Below are loading plots presenting how strongly a loading of a given variable contributes to a given principal component.
PC1, PC2
fviz_pca_var(data.pca, col.var="contrib", repel = TRUE, axes = c(1, 2)) +
labs(title="Variables loadings for PC1 and PC2", x="PC1", y="PC2")+
scale_color_gradient2(low="#99FF33", mid="#CC0066",
high="black", midpoint=11)

PC2, PC3
fviz_pca_var(data.pca, col.var="contrib", repel = TRUE, axes = c(2, 3)) +
labs(title="Variables loadings for PC2 and PC3", x="PC2", y="PC3")+
scale_color_gradient2(low="#99FF33", mid="#CC0066",
high="black", midpoint=20)
#### {-}
The plot below shows what percent of variance has been explained for each number of principal components (aggregate variance explained).
plot(summary(data.pca)$importance[3,])

fviz_pca_ind(data.pca, col.ind="cos2", geom = "point", gradient.cols = c("#99FF33", "#CC0066", "black" ))

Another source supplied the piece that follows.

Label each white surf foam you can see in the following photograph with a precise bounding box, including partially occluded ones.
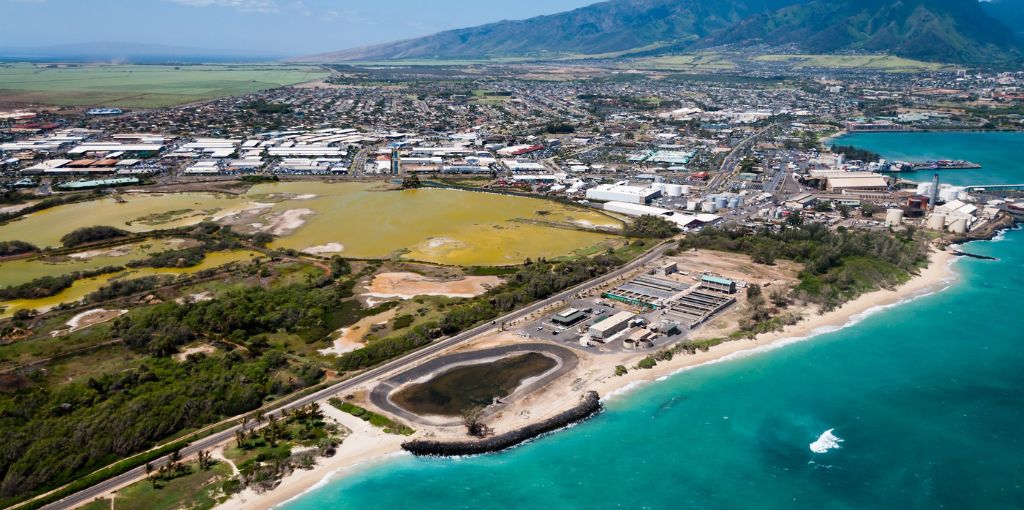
[270,450,413,508]
[810,428,843,454]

PC1 <- fviz_contrib(data.pca, choice = "var", axes = 1,fill = "#990066",color = "#990066")
PC2 <- fviz_contrib(data.pca, choice = "var", axes = 2,fill = "#990066",color = "#990066")
PC3 <- fviz_contrib(data.pca, choice = "var", axes = 3,fill = "#990066",color = "#990066")
grid.arrange(PC1, PC2, PC3, ncol=3)

The most important component consist 4 variables, the second one consist also 4, but variable - Dystopia.Residual belongs to the third component which consist only this 1 variable.
Hierarchical clustering
data.standarized <- as.data.frame(lapply(dane, scale))
distance.m<-dist(t(data.standarized))
hc<-hclust(distance.m, method="complete")
plot(hc, hang=-1)
rect.hclust(hc, k = 3, border='#99FF33')

sub_grp<-cutree(hc, k=3)
fviz_cluster(list(data = distance.m, cluster = sub_grp), palette=c("#339900", "#CC0066", "black" ))

The results show that there are no differences between clusters generated from hierarchical tree and PCA.
Summary
The main goal of this research was to examine whether happiness scores can be described by a smaller number of variables by PCA method for dimension reduction. The results of the analysis suggest that latent concepts can be described by 3 dimensions. After that hierarchical clustering were applied to the same dataset to explore if these two methods give the same results. It was shown that the final results do not differ.